3/26/2025 at 7:31:05 PM

One thing that I think would be cool, and that could perhaps be good starting point, is a TDD agent. How I imagine this working:

User (who is a developer) writes tests, and a description of the desired application. The agent attempts to build the application, compiles the code, runs the tests, and automatically feeds any compiler errors and test failures back to agent so that it can fix it's own mistakes without input of the user.

Based on my experience of current programming agents, I imagine it'll take the agent a couple of attempts to get an application that compiles and passes all the tests. What would be really great to see is an agent (with a companion application probably) that automates all those retries in a good way.

i imagine the hardest parts will be to interpret compiler output, and (this is where things get real tricky) test output, and how to translate that into code changes in the existing code base.

by amarant

3/26/2025 at 8:04:12 PM

Yeah, this is a great workflow! What's more, agents are particularly good at writing tests, since they're simpler and mostly linear, so they can even help with that part.

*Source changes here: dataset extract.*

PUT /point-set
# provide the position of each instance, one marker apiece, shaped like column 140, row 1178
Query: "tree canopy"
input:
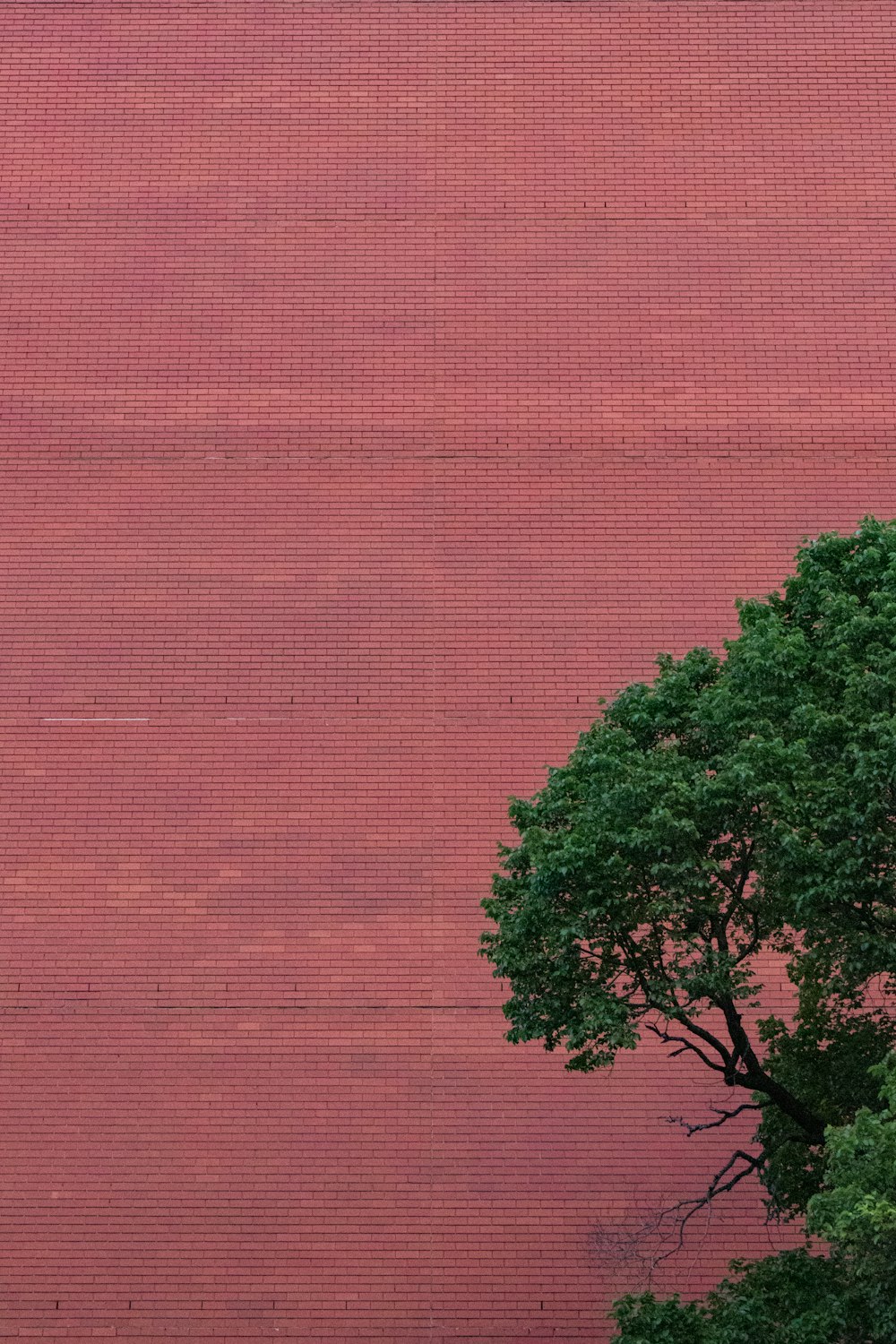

As to your point of automating retries, with my last prototype I played a lot with having agents do multiple parallel implementations, and then pick the first one that works, or lets you choose (or even have another agent choose).

Have you tried any tools that have this workflow down, or at least approach it?

by janpaul123

3/27/2025 at 2:28:11 AM

I have not! But I've often been frustrated when an agent gives me code that doesn't compile, and I keep thinking that would be a solvable problem. One computer program should be able to talk to the other

by amarant

3/26/2025 at 8:03:19 PM

This is going to sound a bit odd, but I suggest you detail what your tools do well and what they struggle with. For example I love Haxe, which is a niche programming language primarily for game development.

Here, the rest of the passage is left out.